The Dallas Mavericks are not willing to trade Wesley Matthews as part of a salary dump.
Heck, from the sounds of their asking price, they may not be willing to move the 31-year-old, period.
From The New York Times‘ Marc Stein:
It would take a first-round pick to get him, because Dallas sees him as one of its culture-setters, but league sources say that the Mavs would part with Wes Matthews before the Feb. 8 trade deadline if they can get a first in return.
This feels like a puzzling stance on the surface. Matthews isn’t a big-picture asset to the rebuilding Mavericks at his age, and the $18.6 million he’s owed next season (player option) is hardly a bargain.

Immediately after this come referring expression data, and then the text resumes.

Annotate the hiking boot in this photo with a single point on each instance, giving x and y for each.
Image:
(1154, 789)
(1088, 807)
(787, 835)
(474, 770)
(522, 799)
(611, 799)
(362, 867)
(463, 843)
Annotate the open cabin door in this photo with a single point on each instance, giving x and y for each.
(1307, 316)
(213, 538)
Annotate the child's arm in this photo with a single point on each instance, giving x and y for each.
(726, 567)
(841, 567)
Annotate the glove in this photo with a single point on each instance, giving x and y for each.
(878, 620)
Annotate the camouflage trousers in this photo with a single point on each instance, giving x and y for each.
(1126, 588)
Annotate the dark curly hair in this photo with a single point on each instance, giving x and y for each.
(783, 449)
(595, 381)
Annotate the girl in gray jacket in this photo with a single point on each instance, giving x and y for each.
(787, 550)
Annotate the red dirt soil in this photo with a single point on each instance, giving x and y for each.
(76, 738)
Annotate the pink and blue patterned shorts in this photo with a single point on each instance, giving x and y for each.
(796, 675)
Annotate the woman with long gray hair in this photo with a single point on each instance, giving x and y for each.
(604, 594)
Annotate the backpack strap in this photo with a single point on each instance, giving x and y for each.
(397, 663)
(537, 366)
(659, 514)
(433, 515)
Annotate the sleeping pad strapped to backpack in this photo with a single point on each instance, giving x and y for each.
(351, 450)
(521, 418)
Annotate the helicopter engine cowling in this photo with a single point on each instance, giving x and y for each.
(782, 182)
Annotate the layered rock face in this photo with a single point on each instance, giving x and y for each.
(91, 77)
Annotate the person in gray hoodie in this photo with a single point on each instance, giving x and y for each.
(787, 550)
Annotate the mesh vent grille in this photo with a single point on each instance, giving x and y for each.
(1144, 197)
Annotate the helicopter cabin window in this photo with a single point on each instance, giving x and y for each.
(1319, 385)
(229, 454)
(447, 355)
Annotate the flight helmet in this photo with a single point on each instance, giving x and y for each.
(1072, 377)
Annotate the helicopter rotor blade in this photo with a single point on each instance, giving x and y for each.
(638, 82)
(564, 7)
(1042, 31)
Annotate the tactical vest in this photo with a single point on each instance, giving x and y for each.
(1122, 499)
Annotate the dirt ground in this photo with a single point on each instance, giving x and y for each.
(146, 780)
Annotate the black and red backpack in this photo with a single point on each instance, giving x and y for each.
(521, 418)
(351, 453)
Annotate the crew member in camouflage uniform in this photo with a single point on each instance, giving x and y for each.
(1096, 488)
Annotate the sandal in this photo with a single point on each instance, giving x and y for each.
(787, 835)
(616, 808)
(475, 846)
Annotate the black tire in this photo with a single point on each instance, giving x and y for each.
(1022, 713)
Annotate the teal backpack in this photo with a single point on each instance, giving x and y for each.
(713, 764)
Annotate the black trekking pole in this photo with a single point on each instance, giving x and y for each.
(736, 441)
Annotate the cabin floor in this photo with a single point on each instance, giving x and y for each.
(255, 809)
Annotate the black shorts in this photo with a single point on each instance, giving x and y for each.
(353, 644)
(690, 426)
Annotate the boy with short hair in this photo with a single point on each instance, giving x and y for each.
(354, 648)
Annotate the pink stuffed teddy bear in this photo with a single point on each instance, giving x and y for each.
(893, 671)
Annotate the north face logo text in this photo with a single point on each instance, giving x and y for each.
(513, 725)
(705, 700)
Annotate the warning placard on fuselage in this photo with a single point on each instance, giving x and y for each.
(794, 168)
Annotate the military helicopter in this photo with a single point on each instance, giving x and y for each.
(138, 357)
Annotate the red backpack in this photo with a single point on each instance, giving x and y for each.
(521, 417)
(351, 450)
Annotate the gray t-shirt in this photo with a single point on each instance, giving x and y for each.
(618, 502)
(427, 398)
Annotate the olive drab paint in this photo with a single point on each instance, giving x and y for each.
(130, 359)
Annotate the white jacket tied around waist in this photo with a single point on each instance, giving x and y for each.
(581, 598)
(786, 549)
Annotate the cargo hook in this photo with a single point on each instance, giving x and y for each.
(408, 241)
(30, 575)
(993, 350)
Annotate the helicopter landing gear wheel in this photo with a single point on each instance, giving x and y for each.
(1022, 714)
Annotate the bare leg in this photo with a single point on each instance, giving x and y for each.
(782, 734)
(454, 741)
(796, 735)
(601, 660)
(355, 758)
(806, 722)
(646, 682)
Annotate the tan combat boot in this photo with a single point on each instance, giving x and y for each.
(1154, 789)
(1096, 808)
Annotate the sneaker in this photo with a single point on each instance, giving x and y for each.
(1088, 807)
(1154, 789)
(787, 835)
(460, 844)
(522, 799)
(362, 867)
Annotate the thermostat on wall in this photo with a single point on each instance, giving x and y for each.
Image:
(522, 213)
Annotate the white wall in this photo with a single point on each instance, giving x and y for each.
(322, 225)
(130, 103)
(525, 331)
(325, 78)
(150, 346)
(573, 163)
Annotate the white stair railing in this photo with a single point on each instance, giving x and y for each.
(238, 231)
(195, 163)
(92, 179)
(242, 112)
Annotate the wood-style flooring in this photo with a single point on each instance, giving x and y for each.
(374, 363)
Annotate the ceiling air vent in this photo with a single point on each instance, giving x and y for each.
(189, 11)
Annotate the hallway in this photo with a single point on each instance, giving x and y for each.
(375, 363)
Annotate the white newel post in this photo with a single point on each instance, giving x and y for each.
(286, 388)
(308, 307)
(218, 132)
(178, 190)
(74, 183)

Then again, as a franchise that needn’t be fixated on chasing wins, Dallas doesn’t actually have to trip over itself to move him. He doesn’t add that many wins to the bottom line on his own, and it can be tough to find veterans willing to remain upbeat amid a reset project they won’t be around to see the end of. If Matthews is happy to maintain the status quo, he becomes a Dirk Nowitzki-like, tone-setting asset behind closed doors.
And let’s not forget, we’re talking about the Mavericks. They won’t have designs on rebuilding for very long.
They have a clear path to more than $20 million in cap this summer, even with Matthews on the books, and are in line for top-five lottery odds. They could be planning to use that money on middle-of-the-prime free agents, such as DeMarcus Cousins, to expedite their window around Dennis Smith Jr. and whatever top-five prospect they land in the draft.
All of which puts them in a comfy position nearing the trade deadline.
Would it be nice to get off money in advance of this summer? Absolutely. But the Mavericks’ timeline is flexible enough for them to demand for a first-round pick as compensation for Wesley Matthews without shifting from their hardline stance.